Sometimes, however, changing local conditions can cause a native species to decrease drastically. That’s the case with Nettle Leaf Sage, which we have priced inexpensively so gardeners in Florida and other states where it is an endangered may try to help reestablish this lovely plant. Due to its rarity, demand sometimes outpaces production. However, we are glad to fill pre-orders when new plants are ready for shipping.
Nettle Leaf Sage (Salvia urticifolia), Zones 6 to 9. This Salvia requires partial to full shade. Its deep purple and white flowers have dramatic beelines that guide pollinators toward pollen. Nettle Leaf Sage grows approximately 24 inches tall and wide.
Mealy Cup Sage (Salvia farinacea), Zones 7 to 10. Flowers by the Sea carries the extremely hardy Henry Deulberg Blue Mealy Cup Sage and its mate Augusta Deulberg White Mealy Cup Sage, which were discovered in a Texas cemetery. They average 36 inches tall and wide. Mealy Cup sages are known for blooming from Spring through Autumn.
Prairie Sage (Salvia azurea), Zones 7 to 9. This is a good sage to tuck among ornamental grasses and other perennials where its cerulean blue can poke out and capture attention from late Summer through Fall.

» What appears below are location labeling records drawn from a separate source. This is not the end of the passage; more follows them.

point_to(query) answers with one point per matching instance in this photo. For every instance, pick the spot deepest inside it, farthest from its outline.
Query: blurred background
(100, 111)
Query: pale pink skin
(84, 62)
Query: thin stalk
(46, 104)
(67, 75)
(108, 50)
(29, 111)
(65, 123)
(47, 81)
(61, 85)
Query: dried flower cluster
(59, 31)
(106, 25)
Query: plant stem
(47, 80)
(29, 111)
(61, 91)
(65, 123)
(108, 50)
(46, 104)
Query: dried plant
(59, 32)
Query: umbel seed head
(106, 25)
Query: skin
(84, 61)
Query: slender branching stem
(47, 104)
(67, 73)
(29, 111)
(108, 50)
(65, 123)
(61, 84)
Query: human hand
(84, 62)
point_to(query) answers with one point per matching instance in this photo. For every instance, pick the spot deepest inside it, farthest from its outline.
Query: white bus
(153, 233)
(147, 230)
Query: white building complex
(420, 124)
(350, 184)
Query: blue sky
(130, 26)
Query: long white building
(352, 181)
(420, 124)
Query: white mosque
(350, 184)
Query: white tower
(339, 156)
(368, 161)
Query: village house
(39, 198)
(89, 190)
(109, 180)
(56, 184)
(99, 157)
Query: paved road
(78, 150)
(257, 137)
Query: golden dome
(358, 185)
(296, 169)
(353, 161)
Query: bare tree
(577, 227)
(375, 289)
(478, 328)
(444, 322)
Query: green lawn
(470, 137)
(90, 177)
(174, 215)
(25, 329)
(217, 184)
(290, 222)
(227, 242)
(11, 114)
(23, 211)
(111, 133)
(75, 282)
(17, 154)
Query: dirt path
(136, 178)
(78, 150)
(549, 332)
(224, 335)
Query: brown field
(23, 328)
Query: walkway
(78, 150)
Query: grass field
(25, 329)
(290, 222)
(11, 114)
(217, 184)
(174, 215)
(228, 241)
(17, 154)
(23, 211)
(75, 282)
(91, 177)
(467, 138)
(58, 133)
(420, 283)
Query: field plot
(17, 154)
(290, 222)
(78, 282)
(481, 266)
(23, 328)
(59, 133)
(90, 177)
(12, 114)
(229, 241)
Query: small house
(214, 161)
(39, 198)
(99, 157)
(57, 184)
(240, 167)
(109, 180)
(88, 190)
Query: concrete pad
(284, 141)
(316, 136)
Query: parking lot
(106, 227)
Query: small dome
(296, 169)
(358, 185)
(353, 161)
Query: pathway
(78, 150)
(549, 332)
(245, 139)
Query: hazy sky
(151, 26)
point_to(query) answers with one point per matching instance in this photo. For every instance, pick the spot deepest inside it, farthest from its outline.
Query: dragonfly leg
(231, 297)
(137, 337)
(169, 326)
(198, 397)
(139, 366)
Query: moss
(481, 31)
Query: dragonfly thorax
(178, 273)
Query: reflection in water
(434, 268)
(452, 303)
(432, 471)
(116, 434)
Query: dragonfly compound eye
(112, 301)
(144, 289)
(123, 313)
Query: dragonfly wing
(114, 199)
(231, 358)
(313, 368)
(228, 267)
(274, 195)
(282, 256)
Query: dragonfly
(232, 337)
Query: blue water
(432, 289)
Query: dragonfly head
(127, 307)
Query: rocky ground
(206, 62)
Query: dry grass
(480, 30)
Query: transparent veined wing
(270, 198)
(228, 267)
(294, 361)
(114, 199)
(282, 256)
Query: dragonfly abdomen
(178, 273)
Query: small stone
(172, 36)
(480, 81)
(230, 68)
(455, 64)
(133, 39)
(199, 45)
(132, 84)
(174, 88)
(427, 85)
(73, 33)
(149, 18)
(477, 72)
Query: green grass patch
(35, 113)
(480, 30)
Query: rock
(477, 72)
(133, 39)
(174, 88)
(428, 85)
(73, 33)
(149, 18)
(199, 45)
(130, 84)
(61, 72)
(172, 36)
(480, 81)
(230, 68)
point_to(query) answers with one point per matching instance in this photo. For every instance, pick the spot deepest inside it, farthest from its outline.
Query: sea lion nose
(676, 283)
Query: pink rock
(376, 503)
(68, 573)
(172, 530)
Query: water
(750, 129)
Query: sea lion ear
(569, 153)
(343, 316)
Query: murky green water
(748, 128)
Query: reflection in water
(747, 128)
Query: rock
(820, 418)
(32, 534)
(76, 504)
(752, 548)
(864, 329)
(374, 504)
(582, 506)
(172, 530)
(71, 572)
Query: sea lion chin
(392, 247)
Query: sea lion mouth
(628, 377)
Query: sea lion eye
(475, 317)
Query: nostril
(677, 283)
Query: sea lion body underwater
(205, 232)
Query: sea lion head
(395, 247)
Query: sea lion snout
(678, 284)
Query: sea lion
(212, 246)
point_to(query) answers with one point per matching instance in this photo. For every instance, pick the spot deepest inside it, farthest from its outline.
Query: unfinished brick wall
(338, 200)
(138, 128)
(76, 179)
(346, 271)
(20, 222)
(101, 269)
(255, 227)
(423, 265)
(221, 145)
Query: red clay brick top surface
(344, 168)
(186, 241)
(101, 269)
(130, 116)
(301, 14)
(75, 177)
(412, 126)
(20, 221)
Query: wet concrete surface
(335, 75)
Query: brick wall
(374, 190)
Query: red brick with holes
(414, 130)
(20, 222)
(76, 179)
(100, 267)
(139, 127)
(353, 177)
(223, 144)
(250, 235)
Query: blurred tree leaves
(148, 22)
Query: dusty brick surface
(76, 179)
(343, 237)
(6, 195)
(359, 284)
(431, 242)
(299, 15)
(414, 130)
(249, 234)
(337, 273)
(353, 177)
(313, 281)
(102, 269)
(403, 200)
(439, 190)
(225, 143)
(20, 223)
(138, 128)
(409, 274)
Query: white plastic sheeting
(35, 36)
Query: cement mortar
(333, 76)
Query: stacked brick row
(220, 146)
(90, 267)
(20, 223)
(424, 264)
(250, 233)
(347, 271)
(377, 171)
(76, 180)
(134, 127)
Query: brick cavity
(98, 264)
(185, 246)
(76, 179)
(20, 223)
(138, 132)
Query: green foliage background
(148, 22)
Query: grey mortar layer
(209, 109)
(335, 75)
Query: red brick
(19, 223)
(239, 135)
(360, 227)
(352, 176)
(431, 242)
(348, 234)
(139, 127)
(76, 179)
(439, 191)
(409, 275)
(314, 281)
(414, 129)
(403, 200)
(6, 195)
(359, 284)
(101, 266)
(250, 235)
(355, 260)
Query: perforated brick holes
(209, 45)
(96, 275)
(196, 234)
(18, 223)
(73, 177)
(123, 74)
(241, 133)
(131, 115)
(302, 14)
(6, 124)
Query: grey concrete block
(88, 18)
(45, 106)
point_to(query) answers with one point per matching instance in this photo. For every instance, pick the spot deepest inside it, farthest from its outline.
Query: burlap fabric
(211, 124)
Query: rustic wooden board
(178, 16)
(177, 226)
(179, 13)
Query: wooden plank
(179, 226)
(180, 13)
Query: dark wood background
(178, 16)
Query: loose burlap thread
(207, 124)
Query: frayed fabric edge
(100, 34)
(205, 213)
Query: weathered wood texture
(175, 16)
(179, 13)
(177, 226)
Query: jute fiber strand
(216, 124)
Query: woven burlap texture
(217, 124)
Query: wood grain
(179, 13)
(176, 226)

It’s compact – growing 24 inches tall and 18 inches wide – and has little foliage.
Scarlet or Tropical Sage (Salvia coccinea) Zones 7 to 11. At FBTS, we sell a variety of Scarlet Sage cultivars; our most popular is Salvia coccinea ‘Forest Fire.’ Despite its common name, Scarlet Sage also comes in white and pink cultivars. It grows up to 48 inches tall and 24 inches wide. Bloom time is spring through fall.
Other Florida Favorites
Online gardening forums are a great place to discover information about what plants grow well in a particular area. Here is a short list of some non-native Salvias that Florida gardeners praise: Limelight Mexican Sage (Salvia mexicana ‘Limelight’); Mexican Bush Sage (Salvia leucantha); Pineapple Sage (Salvia elegans); and Roseleaf Sage (Salvia involucrata).
More details about these favorites will appear in our next “Salvias Down South” post about Florida. We’ll also talk about moisture-loving Salvias, because, as we’ve mentioned before, Florida is a very wet place. And “Oh baby!” you don’t need the super-sleuthing ability of Austin Powers to see that thirsty Salvias might behave very well in Florida.